Я положил ей руку на колено, чтобы покончить с нелепой ситуацией. Кожа была холодная, она не носила чулок. Я спросил:
— Как вас зовут?
— Марта. — Отвечая, она повернула ко мне голову, и я неловко ее поцеловал, не дотянувшись до губ.
— Знаете, это ведь не обязательно, — сказала она. — Мы взрослые люди. — И вдруг я снова почувствовал себя в «Отель де Пари» и снова был ни на что не годен, но тут не было птицы с белыми крыльями, которая могла бы меня спасти.
— Мне просто хочется с вами поговорить, — деликатно солгала она.
— А я думал, что вам и так хватает разговоров в вашем посольстве.
— Вчера... все было бы хорошо, если бы я смогла поехать к вам в гостиницу?
— Слава богу, что вы этого не сделали.

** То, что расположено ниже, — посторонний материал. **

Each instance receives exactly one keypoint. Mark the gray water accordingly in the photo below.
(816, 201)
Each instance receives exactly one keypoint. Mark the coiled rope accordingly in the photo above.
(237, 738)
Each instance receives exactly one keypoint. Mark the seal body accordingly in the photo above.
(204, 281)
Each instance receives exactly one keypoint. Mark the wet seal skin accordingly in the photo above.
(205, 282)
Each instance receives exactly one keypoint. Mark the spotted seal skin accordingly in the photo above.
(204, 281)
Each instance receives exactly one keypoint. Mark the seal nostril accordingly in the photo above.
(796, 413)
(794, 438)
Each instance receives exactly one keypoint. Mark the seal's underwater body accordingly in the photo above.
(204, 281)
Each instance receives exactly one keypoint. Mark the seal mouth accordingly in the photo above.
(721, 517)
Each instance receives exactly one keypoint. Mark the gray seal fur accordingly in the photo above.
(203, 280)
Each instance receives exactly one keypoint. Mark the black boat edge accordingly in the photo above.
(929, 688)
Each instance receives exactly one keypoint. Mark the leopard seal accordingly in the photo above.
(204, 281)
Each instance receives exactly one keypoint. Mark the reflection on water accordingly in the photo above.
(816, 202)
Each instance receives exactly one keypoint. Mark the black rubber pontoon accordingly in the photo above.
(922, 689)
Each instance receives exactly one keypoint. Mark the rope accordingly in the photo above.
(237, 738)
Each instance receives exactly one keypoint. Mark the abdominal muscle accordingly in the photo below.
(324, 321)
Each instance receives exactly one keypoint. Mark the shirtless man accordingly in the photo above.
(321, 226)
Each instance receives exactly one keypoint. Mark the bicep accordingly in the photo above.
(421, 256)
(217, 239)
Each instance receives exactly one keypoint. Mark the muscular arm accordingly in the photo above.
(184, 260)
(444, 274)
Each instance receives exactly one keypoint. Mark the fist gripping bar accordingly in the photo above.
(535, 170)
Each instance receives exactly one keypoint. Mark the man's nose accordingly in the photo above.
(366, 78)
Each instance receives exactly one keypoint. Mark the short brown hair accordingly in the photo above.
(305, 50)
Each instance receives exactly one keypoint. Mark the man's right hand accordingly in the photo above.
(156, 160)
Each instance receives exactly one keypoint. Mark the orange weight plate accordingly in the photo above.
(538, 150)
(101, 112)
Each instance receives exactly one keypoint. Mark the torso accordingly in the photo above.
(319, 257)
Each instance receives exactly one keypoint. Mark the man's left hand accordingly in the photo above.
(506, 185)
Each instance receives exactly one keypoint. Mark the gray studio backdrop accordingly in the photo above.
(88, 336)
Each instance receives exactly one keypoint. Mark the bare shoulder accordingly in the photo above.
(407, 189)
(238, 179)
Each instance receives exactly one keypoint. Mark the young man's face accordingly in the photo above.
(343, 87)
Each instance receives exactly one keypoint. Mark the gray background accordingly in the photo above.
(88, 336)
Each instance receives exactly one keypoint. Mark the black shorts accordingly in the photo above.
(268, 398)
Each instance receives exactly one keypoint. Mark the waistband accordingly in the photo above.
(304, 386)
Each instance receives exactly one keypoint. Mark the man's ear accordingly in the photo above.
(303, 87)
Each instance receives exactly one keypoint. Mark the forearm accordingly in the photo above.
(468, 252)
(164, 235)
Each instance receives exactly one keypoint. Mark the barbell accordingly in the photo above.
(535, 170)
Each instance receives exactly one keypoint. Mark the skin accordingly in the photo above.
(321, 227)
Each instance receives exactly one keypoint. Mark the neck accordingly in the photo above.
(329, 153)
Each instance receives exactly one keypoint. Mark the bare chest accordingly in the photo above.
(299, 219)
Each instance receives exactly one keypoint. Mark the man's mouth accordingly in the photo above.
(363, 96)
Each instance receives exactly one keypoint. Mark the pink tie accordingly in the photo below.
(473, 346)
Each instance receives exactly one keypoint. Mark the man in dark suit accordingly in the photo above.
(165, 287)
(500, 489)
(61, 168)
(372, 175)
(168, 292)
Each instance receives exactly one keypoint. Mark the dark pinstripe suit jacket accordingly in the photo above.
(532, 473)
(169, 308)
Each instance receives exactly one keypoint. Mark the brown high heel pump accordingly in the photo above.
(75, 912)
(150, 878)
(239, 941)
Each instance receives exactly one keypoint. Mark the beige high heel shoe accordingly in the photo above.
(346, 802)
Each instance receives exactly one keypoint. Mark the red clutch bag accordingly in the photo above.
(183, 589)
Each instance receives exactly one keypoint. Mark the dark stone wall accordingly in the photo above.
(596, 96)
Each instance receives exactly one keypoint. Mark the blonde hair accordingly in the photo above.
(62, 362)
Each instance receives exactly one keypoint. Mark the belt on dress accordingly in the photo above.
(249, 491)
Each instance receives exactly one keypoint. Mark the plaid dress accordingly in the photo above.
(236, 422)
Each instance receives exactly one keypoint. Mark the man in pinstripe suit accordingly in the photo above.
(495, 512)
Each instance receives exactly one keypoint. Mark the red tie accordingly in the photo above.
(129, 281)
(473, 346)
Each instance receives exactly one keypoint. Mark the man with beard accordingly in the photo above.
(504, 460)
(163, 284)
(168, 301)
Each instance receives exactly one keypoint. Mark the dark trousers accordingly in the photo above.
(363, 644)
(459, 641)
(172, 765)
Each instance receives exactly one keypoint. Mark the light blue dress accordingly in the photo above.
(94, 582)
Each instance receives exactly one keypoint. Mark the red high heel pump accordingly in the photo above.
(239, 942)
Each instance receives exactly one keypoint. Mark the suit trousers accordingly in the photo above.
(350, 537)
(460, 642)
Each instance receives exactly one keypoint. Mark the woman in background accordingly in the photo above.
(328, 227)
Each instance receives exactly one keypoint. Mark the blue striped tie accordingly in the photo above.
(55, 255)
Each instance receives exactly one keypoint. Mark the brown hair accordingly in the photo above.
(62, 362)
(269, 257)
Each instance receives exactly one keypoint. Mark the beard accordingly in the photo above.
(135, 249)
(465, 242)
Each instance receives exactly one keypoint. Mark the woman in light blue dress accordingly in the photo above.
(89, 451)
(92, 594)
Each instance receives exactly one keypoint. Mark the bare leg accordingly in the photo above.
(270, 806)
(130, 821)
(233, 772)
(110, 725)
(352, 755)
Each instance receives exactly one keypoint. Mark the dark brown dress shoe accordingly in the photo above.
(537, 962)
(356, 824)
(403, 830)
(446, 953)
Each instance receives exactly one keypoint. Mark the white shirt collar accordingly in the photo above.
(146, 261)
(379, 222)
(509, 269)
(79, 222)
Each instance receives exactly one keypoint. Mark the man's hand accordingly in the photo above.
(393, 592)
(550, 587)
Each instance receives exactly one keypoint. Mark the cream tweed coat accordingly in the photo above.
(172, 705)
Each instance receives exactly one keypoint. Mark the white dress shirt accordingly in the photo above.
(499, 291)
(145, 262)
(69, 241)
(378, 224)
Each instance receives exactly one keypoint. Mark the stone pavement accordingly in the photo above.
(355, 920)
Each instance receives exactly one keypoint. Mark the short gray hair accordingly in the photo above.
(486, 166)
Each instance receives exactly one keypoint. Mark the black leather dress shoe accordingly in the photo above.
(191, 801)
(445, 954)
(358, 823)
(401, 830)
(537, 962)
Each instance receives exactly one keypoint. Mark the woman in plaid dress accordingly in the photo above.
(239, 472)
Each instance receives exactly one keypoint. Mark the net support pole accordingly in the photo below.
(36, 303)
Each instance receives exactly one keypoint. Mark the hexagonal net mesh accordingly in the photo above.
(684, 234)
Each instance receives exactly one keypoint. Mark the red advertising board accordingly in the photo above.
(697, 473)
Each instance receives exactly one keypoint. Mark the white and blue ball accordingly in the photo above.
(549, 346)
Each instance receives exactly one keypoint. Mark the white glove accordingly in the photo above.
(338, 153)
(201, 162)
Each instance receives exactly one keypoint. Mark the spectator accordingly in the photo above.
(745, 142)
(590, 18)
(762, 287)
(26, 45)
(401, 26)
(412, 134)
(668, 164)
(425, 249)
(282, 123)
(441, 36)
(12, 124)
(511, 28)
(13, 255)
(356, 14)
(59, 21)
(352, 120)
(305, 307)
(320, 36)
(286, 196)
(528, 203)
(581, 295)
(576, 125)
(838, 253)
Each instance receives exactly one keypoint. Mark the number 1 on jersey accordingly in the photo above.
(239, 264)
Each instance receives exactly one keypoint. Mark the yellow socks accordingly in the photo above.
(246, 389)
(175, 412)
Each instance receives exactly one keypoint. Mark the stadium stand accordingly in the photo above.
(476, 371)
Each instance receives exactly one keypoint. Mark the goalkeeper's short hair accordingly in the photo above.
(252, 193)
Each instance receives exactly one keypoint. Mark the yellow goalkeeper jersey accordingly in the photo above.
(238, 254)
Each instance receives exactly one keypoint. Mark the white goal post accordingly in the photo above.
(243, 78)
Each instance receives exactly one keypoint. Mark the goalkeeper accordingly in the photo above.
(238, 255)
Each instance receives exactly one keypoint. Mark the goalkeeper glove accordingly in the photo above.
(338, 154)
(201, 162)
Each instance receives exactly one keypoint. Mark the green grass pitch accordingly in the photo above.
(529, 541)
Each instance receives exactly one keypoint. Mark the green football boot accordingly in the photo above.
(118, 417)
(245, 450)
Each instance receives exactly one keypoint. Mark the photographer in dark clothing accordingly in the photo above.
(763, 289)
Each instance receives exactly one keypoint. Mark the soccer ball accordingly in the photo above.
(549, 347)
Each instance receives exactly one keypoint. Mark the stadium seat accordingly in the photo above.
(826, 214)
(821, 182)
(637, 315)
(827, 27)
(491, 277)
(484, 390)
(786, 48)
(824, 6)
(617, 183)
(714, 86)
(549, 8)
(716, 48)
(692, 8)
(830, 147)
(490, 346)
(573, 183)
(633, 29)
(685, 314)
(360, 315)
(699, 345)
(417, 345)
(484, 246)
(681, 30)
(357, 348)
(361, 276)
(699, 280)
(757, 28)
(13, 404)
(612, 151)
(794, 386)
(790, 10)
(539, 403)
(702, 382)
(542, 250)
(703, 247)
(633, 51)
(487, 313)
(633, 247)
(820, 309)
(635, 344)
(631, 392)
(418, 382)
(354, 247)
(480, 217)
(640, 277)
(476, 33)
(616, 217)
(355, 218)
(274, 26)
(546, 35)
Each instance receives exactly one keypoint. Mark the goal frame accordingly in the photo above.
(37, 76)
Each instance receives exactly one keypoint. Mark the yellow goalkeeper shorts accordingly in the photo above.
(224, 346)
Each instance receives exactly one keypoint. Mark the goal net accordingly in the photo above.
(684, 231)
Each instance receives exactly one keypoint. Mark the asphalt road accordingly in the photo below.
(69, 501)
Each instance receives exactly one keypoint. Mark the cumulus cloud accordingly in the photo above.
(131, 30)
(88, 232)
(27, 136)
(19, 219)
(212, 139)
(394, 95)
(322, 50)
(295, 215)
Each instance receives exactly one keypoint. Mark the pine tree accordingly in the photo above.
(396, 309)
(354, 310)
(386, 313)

Там и так хватало неприятностей.
— Каких неприятностей?
— Лучше не спрашивайте.
И снова, чтобы скрыть свое равнодушие, я грубо ее обнял, вытащил из-за руля и посадил к себе на колени, ободрав ей ногу о радиоприемник так, что она даже вскрикнула.
— Простите.
— Ничего.
Она устроилась поудобнее, прижалась губами к моей шее, но я все равно ничего не почувствовал и спросил себя, как долго она еще будет скрывать свое разочарование, если, конечно, она его испытывает. Потом я надолго вообще о ней забыл. Я вспоминал, как в полдневную жару стучался в бывшую комнату моей матери, но никто мне не ответил. Я все стучал, думая, что Марсель мертвецки пьян и ничего не слышит.
— Расскажите, какие у вас там неприятности, — попросила она.
И вдруг меня прорвало. Я рассказал ей, как забеспокоился коридорный, а потом и Жозеф и как, не получив ответа на мой стук, я взял отмычку, но обнаружил, что дверь заперта на задвижку. Мне пришлось сорвать перегородку между двумя балконами и перелезть с одного на другой, — к счастью, постояльцы в это время отправились на пляж. Марсель повесился на люстре на своем собственном поясе; видно, у него была поистине железная воля, потому что стоило ему слегка качнуться, и он уперся бы носками в деревянные завитушки огромной кровати. Ром был выпит, только вторая бутылка не совсем до дна, а в конверт, адресованный мне, было вложено все, что осталось от трехсот долларов.
— Представляете, какая весь день была возня? И с полицией, и с постояльцами... Американский профессор вел себя прилично, но вот английская пара заявила, что пожалуется туристскому агентству. По-видимому, самоубийство сразу же снижает категорию отеля. Не слишком, как видите, удачное начало.
— Воображаю, как вас это потрясло!
— Я его не знал, и он мне был безразличен, но это меня потрясло, да, ужасно потрясло. Видимо, придется устроить в комнате молебен, позвать священника или houngan'а. Не знаю, кого лучше. И люстру придется разбить. Слуги на этом настаивают.
Разговорившись, я почувствовал облегчение, а вместе со словами проснулась и страсть. Затылок ее был прижат к моим губам, а нога закинута на радиоприемник. Она задрожала, рука ее дернулась, случайно упала на ободок руля и нажала на клаксон. Он выл, как раненый зверь или корабль, затерянный в тумане, пока дрожь у нее не прошла.